When Megyn Kelly sandbagged him with her first question about thin
gs he’d said about women during his life, the boss turned what should have been a devastating problem into a rousing rallying cry for the country. Instead of wasting our time being politically correct, he challenged us to be smarter in trade and energy production. The Rosie O’Donnell line was for laughs. Following the laughs, however, the boss showed himself as a serious candidate. The crowd ate it up.
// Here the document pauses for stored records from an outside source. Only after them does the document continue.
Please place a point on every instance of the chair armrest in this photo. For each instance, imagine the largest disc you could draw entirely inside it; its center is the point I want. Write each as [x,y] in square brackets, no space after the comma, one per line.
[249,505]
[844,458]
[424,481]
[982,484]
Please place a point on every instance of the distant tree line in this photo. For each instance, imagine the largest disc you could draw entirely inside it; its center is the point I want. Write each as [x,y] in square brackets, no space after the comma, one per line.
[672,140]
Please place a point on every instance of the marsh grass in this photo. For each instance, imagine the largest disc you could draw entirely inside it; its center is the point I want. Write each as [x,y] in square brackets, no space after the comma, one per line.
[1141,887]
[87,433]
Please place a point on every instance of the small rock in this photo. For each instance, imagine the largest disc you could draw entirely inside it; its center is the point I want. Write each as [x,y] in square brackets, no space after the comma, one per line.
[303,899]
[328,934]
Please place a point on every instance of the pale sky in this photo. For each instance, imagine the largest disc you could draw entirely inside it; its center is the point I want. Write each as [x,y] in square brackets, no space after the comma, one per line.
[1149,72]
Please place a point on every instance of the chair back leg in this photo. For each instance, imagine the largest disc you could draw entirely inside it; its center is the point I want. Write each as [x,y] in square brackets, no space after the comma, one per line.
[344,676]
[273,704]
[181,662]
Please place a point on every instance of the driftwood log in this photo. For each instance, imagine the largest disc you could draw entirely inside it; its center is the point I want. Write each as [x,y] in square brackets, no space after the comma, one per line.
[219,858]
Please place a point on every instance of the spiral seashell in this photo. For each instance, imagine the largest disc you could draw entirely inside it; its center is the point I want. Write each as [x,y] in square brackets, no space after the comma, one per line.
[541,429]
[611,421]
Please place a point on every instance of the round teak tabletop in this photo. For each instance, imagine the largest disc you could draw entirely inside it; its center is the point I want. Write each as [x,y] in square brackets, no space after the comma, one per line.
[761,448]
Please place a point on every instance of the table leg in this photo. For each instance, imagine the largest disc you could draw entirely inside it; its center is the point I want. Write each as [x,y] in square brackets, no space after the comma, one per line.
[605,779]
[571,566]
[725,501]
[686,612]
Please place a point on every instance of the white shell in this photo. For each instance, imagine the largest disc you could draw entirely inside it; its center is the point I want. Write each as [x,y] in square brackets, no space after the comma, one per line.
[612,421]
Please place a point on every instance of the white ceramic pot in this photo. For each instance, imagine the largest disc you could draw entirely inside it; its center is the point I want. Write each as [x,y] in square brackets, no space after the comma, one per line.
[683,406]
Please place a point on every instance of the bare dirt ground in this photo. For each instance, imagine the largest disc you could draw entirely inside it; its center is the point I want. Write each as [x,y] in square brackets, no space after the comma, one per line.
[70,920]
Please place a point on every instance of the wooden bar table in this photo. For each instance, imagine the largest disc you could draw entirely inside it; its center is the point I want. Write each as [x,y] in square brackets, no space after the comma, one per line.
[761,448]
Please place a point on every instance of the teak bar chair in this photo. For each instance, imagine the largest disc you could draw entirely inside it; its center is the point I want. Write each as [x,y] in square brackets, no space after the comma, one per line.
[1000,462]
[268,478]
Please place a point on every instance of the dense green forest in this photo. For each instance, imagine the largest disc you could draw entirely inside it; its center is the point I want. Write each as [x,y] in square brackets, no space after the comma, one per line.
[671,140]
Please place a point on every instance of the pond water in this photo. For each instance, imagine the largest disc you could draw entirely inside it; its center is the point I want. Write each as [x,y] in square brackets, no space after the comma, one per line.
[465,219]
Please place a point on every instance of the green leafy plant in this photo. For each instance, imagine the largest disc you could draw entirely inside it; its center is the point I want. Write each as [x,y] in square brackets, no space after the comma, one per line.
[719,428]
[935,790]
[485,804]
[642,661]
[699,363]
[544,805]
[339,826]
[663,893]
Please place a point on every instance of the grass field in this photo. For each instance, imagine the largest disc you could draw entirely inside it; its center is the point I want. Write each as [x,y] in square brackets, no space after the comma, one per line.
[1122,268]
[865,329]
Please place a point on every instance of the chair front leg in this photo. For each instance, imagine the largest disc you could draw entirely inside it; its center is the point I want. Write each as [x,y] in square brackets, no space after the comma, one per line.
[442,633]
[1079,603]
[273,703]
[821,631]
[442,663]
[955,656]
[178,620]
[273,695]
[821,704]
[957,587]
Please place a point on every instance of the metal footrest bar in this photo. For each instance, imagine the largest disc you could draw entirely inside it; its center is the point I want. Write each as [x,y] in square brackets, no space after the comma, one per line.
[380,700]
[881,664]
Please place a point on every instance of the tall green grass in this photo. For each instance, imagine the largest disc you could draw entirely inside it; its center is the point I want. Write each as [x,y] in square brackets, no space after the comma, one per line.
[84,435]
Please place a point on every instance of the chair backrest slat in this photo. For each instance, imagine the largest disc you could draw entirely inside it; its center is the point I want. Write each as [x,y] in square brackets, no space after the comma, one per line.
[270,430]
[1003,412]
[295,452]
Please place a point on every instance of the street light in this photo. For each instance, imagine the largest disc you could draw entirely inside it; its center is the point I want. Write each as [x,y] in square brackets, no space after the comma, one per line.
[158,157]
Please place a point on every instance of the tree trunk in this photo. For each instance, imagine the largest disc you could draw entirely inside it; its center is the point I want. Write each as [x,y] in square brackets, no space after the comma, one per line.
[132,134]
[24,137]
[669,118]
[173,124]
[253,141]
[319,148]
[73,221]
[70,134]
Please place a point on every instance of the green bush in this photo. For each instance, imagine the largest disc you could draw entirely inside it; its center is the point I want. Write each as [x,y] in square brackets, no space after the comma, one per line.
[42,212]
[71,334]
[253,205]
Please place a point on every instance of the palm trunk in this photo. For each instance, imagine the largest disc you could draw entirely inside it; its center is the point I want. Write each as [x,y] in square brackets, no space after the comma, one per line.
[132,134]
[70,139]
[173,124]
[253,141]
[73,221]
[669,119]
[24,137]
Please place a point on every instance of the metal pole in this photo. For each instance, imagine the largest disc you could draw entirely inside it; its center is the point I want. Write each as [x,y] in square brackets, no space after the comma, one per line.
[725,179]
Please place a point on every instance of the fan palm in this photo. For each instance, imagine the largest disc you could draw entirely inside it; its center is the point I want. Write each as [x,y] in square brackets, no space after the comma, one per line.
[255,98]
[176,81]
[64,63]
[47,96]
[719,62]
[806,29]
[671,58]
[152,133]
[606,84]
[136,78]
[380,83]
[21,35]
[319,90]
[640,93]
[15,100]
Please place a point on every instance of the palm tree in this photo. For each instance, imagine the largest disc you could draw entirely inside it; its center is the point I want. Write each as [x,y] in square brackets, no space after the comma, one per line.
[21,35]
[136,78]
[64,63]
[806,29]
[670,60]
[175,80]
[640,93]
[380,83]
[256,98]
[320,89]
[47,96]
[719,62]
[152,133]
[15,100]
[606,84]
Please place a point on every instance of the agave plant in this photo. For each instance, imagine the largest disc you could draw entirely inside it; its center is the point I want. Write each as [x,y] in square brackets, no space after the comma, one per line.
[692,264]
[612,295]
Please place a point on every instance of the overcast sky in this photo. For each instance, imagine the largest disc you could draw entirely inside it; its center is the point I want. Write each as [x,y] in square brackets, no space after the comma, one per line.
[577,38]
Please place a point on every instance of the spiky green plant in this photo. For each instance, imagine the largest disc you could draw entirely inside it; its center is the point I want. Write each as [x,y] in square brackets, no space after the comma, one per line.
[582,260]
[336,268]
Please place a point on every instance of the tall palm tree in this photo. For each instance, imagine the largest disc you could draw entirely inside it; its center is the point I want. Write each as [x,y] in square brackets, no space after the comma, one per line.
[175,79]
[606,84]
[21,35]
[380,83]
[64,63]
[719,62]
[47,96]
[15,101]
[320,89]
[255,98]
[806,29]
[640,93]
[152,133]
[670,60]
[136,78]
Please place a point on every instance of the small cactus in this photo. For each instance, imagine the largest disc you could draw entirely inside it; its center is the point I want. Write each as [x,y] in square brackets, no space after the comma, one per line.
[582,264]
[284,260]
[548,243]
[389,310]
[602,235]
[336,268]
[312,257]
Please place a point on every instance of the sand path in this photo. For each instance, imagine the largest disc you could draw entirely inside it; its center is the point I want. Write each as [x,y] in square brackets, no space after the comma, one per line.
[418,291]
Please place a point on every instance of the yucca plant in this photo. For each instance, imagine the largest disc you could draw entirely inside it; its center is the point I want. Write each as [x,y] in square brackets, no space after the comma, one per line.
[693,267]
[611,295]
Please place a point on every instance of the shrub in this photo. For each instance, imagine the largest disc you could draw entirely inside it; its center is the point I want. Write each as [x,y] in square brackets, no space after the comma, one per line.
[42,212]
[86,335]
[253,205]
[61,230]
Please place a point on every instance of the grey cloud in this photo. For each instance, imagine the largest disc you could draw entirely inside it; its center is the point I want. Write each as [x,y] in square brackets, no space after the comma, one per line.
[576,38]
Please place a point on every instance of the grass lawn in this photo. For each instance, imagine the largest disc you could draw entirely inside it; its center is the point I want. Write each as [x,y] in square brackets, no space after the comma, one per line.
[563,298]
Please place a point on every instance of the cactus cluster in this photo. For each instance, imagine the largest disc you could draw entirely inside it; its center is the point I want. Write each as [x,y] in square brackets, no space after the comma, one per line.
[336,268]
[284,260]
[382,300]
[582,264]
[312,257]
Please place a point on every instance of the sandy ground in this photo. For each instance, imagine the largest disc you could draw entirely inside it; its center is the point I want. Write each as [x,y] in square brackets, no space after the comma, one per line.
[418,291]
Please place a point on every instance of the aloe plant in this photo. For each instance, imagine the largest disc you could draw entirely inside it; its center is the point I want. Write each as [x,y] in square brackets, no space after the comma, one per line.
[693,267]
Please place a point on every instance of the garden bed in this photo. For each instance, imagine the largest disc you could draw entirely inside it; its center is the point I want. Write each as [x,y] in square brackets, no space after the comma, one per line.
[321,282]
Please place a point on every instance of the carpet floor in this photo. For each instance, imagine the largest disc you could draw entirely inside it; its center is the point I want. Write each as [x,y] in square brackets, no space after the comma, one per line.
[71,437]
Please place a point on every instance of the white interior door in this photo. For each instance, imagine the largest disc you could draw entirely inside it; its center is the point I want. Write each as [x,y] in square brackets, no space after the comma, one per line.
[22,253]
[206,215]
Donald Trump knows how to ride a popular wave. His assault on political correctness resonated with people across the country. We took advantage of that connection whenever we could. We began posting videos for his Facebook followers. In one, the boss looked directly into the camera and told the viewer that he didn’t have time to be politically correct. The video went viral. Whether it was Rosie O’Donnell’s weight, or a federal judge, or any of the reporters following the campaign, no one was off-limits. And only Donald Trump could get away with what he got away with.
And because of his honesty, he was the draw. When he decided to boycott the next Fox debate in Des Moines, in protest of the way the network and their star anchor had treated him in the first debate, the ratings dropped 40 percent. Trump came up with the idea of having a fund-raiser for veterans on the same night. We held it less than a ten-minute drive from the Iowa Events Center, where the debate was held. Still Fox News, and Roger Ailes specifically, begged us to come. They were even okay with us getting there at the last second. They promised to move the other candidates so Mr. Trump would have the center podium if and when he showed up. We didn’t take them up on the offer, and the press we generated overshadowed the coverage of the debate. And Donald Trump raised $6 million for vets in the process.
Yes, in one way, the primary debates were a reality show, and Donald Trump drove the ratings. But they were also a serious platform from which he delivered his ideas to make America great again: to clean up Washington’s corruption and special interests; to protect American workers; to restore border security and the rule of law; to appoint a justice to fill the enormous hole left by the death of Antonin Scalia; to provide a tax code that helped keep hard-earned money in the pockets of the middle class. No doubt the boss was fun to watch onstage, but he was also the most authentic candidate. He rekindled a dream for millions of Americans—and that’s why they elected him president.